Over the last couple of months, I developed a software-defined GPS receiver. Unfortunately, it's not very sensitive, and can only detect very strong satellite signals. For the RF front-end, I am using a cheap active GPS antenna and an AirSpy SDR, as in Figure 1.
After doing some research, I tried inserting a second LNA between the active antenna and the SDR, as in Figure 2. However, it did not make much of a difference. If anything, it just reduced the sensitivity even further. This is not entirely surprising since, with the first approach, the signal was already pretty large after being digitized (i.e. its span was close to -1...1).
Finally, I am considering adding a second band-pass filter after the external LNA, as in Figure 3; I've seen this approach in commercial GPS front-ends, but I don't really understand why it helps -- after the first filter, the signal should contain very little power outside of the band-pass frequency. I'm sure I'm missing something -- what is the purpose of the second filter? I'd appreciate some example calculation on how/why it helps increase SNR.
A few extra notes:
I am confident the Active GPS Antenna is not the problem because, when connected to my off-the-shelf GPS receiver, it's able to receive very weak signals.

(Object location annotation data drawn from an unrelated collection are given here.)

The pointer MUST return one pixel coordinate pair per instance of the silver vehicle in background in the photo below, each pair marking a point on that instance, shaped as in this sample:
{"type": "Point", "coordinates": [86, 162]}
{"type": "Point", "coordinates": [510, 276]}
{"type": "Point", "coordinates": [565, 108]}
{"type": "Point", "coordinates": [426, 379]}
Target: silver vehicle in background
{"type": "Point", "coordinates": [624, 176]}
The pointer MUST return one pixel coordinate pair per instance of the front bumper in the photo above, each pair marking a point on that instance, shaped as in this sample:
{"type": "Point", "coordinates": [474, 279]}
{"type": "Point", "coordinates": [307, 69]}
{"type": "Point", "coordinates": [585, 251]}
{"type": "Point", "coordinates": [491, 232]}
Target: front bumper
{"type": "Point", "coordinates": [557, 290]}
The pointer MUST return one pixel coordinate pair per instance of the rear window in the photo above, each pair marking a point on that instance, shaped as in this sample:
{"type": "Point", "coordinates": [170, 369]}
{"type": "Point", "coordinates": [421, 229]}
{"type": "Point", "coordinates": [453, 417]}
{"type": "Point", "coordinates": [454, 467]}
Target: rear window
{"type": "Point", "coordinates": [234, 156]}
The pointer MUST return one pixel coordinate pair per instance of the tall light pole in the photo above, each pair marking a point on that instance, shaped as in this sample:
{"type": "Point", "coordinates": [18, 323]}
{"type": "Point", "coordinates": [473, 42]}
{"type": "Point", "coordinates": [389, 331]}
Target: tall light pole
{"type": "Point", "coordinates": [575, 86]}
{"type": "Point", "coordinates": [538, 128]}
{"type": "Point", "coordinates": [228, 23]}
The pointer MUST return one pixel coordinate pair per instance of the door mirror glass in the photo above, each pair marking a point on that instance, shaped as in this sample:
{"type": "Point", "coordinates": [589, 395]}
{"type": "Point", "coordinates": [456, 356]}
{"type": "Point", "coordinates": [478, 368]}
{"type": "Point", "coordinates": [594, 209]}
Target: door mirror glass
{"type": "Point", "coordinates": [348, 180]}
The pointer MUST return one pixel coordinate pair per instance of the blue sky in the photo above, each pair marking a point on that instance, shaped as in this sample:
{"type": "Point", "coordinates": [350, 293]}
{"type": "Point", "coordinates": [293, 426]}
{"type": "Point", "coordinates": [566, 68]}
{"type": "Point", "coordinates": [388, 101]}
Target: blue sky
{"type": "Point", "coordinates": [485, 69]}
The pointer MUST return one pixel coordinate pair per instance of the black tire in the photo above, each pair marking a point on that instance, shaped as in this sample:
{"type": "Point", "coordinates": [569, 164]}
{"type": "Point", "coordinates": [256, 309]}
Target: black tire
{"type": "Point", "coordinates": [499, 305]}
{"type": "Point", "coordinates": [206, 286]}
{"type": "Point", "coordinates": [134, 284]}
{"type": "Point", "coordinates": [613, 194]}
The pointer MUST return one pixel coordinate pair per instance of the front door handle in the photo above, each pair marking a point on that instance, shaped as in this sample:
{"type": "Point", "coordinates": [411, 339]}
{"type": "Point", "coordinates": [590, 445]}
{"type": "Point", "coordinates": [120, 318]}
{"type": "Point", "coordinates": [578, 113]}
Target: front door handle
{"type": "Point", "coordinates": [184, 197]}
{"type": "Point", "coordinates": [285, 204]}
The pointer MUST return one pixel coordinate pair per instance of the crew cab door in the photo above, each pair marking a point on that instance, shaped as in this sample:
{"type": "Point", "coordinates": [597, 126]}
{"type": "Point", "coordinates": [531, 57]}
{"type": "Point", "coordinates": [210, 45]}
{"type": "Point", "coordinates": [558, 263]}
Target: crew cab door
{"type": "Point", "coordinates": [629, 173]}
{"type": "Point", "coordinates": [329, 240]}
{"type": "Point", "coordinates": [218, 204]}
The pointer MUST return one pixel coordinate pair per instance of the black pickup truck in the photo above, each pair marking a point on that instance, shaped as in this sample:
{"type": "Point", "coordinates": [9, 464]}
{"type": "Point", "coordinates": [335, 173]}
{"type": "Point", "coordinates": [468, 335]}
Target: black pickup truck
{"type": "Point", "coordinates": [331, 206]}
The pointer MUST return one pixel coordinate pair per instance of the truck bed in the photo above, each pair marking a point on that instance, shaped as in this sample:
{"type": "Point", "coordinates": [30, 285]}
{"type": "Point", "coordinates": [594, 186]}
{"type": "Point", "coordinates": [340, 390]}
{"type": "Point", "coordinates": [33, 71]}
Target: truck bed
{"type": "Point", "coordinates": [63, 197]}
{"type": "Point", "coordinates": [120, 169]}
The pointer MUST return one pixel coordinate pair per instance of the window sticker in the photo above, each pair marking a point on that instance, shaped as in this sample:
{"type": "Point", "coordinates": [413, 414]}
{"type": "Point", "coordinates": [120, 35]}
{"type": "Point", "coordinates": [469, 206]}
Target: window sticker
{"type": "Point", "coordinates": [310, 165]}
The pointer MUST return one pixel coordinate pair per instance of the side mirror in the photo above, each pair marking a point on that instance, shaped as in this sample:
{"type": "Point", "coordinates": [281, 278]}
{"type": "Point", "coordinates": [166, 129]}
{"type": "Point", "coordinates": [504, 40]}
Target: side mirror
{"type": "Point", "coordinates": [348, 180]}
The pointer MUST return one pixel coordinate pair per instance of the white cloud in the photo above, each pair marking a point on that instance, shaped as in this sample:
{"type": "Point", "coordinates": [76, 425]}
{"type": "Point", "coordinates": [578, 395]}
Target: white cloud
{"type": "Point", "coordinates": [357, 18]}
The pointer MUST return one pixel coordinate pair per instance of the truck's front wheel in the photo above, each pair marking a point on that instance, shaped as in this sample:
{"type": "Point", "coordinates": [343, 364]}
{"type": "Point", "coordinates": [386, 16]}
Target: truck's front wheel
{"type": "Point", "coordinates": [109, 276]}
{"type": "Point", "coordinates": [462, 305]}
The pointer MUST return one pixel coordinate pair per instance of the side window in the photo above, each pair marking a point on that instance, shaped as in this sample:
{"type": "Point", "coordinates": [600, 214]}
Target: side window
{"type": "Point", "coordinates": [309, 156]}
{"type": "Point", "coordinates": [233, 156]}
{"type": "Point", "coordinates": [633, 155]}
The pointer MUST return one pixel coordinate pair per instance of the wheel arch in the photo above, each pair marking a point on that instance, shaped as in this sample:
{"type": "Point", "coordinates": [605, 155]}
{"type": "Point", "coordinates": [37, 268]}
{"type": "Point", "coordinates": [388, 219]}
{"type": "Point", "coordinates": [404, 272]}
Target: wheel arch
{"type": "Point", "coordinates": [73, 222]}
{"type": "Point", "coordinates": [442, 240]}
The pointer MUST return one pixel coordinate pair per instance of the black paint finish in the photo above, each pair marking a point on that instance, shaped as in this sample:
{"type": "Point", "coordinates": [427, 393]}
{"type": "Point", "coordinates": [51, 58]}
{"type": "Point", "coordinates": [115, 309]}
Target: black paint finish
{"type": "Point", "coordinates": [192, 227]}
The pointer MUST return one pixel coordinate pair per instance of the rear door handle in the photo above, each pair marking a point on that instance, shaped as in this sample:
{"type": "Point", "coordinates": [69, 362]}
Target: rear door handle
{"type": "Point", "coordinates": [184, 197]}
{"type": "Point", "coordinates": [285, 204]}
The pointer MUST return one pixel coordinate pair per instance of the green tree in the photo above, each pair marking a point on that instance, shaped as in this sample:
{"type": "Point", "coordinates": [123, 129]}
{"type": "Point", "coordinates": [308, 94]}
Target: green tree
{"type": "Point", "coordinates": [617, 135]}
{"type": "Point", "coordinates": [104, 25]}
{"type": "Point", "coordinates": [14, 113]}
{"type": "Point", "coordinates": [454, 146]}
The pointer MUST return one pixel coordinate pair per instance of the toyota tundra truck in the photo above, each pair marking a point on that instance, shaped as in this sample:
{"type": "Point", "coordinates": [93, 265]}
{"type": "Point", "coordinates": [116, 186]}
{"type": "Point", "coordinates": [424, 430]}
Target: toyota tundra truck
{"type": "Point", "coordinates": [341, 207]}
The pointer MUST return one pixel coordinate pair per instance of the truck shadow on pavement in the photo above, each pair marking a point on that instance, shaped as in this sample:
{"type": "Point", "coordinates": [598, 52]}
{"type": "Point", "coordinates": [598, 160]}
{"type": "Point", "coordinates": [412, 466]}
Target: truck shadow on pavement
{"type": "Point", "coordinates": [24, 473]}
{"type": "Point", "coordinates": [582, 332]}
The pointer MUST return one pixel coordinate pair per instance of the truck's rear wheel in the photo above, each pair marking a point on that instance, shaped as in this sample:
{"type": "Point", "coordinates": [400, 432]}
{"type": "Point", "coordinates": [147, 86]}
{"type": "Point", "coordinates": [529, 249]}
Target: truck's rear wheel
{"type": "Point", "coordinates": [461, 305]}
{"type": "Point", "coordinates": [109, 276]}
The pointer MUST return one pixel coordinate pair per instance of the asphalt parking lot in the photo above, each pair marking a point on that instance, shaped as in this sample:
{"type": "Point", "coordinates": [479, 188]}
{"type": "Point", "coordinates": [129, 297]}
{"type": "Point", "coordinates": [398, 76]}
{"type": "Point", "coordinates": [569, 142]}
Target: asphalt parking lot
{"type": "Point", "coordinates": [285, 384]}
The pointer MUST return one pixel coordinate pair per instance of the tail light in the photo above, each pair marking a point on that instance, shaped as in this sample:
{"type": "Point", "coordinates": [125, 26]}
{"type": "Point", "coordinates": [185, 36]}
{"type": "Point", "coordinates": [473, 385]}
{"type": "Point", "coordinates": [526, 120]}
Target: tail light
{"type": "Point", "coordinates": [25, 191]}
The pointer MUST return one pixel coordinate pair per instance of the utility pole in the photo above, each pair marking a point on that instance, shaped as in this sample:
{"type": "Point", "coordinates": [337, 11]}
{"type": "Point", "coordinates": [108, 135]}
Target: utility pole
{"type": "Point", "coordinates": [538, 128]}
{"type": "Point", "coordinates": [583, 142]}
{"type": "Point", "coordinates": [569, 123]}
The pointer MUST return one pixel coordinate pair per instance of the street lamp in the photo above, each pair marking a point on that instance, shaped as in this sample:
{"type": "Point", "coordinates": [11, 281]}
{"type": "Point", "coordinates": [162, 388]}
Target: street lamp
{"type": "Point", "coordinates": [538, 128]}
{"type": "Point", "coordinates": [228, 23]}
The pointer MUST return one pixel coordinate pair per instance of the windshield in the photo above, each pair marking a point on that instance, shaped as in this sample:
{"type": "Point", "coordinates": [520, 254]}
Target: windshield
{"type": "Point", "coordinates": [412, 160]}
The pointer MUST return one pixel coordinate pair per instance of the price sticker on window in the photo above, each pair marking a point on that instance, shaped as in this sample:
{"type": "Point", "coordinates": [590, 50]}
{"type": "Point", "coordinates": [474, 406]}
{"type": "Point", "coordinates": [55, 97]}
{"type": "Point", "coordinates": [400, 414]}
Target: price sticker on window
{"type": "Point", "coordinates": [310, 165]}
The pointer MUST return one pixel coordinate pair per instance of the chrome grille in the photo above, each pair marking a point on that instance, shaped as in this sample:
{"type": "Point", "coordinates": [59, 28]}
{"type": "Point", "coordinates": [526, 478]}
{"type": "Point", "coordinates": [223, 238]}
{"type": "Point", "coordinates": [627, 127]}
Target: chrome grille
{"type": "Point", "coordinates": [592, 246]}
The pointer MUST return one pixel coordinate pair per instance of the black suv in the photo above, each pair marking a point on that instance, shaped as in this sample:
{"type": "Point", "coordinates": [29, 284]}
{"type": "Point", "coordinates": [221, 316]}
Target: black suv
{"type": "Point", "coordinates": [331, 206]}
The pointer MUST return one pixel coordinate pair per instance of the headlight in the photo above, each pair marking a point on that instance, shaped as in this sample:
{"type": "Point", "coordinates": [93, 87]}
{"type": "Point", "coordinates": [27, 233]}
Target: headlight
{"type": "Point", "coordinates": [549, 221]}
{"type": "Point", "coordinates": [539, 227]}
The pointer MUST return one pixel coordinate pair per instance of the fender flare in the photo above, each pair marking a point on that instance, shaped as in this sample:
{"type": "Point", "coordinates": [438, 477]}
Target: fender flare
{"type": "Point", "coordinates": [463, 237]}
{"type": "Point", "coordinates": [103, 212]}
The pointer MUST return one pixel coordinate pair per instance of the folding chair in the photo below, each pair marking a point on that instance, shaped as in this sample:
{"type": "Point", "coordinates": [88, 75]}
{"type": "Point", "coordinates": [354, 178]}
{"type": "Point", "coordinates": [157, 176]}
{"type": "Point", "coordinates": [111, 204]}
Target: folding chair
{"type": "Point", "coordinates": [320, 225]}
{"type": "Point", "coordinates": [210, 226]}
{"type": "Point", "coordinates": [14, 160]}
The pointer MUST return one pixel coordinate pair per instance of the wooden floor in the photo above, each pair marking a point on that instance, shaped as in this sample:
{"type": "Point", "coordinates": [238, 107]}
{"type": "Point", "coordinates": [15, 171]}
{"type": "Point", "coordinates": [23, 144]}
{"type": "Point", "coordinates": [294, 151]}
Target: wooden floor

I am also confident that my GPS software is not the problem. In fact, I am only running the acquisition part of the receiver, which only detects GPS signals but does not attempt to track them. I've verified that it works correctly with these sample RF signals. In addition, I tried running my own signals through their acquisition pipeline, which barely detected anything.
These are the components used:
- Generic GPS Antenna
- For the first approach (Figure 1), I just connected the active antenna to the AirSpy, using the built-in bias-tee.
- For the second approach (Figure 2), I used a wide-band noelec LNA (powered by the AirSpy's bias-tee) and an extra external generic bias-tee to power the active GPS antenna.
- For the third approach (Figure 3), I used a single pre-filtered LNA, externally powered, which also supplies the bias power to the GPS antenna.
Also, I measured the power over 1525-1650MHz, with various settings for the SDR gain. You can clearly see that LNA noise over the noise floor of the SDR.